SEATTLE -- We’re barely into spring, but we have already seen an alarming number of fatal accidents caused by suspected drunk drivers – it’s a tragic reality Seattle Police are committed to changing.

The SPD DUI squad is specially trained to identify drivers under the influence of both drugs and alcohol -- and they say their busy season is just getting started.

Seattle Police invited Q13 FOX News along for an exclusive look at their patrols.

Officer Eric Michl is an expert at detecting impaired drivers, whether they’ve been drinking or doing something else like drugs.

“It’s how a person talks, their speech, what they smell like, what we see in their eyes,” said Michl.

Callers phoned 911 saying the saw a truck hit a fence then took off, and Seattle Police quickly identified the vehicle.

The guy inside is apparently passed out, officers can’t wake him up, so cops have to smash their way inside.

Police say the suspect has a prior DUI from 2003, but the open can of beer in his center console suggests he hasn’t learned his lesson.

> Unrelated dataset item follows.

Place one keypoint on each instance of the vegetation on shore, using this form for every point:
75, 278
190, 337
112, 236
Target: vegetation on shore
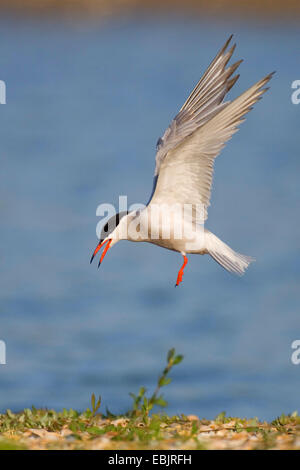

When they get him out of the truck, he can barely stand up let alone pilot a vehicle.

On the scale of DUI offenders, the guy who hits a fence then pulls over and passes out is like a bullet that didn’t hit anyone.

Michl was also on the scene last month after drunken driving suspect Mark Mullan struck four people in Wedgwood, killing two and sending a mother and her baby to intensive care.

Officer Michl says until we all change our attitudes about letting people drive under the influence; more people are going to die.

“Until we as a society accept that this is not a good thing to do and we’re mindful of that, I don’t’ see it changing,” said Michl.

Since January, the Washington State Patrol has locked up 1000 suspected drunk drivers in Thurston and Pierce and nearly 1000 arrests in King County alone. In the North metro, more than 1200 were arrested in Snohomish, San Juan, Skagit, and Whatcom counties.

As for the fence-busting truck driver, he winds up at the west precinct for a breathalyzer – and he doesn’t do well.

“Your breath alcohol level is a .257 and a .239,” said Michl. “That’s four times legally intoxicated in state law here. That’s a lot of alcohol.”

The suspect was too intoxicated to be locked up – so medics took him to a local hospital to sober him up.